Now he is a film-maker and England is Mine is his calling card. It’s a film about Steven, not Morrissey, he points out. It’s about the young man before he was a singer, before he had found his voice. “I wanted to make a film, not a music biopic,” Gill says.

“Once I started researching his life it very quickly for me became about a young kid drowning in a world that he doesn’t belong in. More importantly, it became about strong women,” he says, referring to Morrissey’s mother and good friend Linder Sterling (played in the film by Jessica Brown Findlay).

“And then I thought this film can be about more than just Morrissey. It can be about anybody. And I thought that’s a better film.
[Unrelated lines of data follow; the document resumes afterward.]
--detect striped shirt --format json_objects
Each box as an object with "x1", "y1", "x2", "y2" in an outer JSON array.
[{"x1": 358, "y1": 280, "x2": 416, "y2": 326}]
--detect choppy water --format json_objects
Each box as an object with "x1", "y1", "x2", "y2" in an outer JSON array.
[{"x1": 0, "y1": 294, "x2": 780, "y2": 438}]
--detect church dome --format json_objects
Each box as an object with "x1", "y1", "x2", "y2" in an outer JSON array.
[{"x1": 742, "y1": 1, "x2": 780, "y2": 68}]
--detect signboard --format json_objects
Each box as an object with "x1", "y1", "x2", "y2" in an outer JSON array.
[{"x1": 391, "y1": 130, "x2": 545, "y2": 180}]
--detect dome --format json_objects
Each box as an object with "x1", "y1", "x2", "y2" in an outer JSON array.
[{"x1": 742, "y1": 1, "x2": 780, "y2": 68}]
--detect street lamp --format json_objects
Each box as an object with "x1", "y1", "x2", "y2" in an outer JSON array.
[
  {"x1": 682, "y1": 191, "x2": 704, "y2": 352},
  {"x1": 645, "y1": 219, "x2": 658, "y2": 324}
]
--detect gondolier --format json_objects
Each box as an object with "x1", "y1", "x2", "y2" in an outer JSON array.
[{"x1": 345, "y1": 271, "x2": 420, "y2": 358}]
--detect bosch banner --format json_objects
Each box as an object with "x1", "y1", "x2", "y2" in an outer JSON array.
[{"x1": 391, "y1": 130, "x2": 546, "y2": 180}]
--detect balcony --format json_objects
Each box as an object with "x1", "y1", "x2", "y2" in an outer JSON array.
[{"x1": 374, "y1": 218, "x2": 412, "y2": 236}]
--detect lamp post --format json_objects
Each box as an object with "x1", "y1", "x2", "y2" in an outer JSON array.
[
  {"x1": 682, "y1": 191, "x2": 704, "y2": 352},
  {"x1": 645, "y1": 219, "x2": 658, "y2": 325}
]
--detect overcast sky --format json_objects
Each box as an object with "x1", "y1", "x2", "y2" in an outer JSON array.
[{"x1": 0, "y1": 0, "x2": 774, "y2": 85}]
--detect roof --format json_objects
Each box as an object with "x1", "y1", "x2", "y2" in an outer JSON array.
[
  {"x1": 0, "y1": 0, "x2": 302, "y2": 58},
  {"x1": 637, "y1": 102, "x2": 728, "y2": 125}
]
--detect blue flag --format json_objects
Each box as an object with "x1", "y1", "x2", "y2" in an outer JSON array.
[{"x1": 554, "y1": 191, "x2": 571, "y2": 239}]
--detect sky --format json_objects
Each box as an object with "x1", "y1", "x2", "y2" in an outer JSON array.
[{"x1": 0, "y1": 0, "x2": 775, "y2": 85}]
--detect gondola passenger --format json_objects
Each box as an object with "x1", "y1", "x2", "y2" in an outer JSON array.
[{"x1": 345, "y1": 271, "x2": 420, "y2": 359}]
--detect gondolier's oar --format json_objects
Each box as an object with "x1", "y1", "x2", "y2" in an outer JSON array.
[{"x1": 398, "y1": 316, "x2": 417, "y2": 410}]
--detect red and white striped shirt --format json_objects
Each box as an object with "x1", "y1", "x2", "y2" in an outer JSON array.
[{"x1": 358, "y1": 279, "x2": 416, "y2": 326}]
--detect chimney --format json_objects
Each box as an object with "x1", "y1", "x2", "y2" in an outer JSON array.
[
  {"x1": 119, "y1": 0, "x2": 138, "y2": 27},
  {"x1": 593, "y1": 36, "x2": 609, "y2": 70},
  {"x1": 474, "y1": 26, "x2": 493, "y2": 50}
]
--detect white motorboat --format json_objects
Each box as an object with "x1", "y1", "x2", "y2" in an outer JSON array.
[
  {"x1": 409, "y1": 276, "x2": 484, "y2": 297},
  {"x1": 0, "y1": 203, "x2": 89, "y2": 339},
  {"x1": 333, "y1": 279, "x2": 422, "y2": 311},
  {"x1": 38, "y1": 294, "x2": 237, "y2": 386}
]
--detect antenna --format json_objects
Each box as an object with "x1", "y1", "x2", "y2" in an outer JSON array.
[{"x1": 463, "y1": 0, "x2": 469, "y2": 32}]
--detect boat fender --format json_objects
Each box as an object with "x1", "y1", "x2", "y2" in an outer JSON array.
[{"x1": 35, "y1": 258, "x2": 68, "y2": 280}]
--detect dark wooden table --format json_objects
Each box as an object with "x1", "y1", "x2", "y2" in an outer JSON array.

Trying to make something of your life in a world that wants to make you like everyone else. I thought that’s a more universal story. It just happens that he goes on to be an icon.”

Morrissey did become iconic, of course, and part of that was about was the way he articulated a different vision of masculinity. In Morrissey’s lyrics you could see a vision of the male that wasn’t hyper-masculine.

“He definitely gave you an access point to your feminine side,” suggests Gill. But there was strength alongside the shyness, he believes. “For somebody who is shy and retiring there’s steel in there,” Gill suggests. “There’s a real set of bollocks.”

He stops and thinks and laughs. “That’s one thing I never thought I’d say.”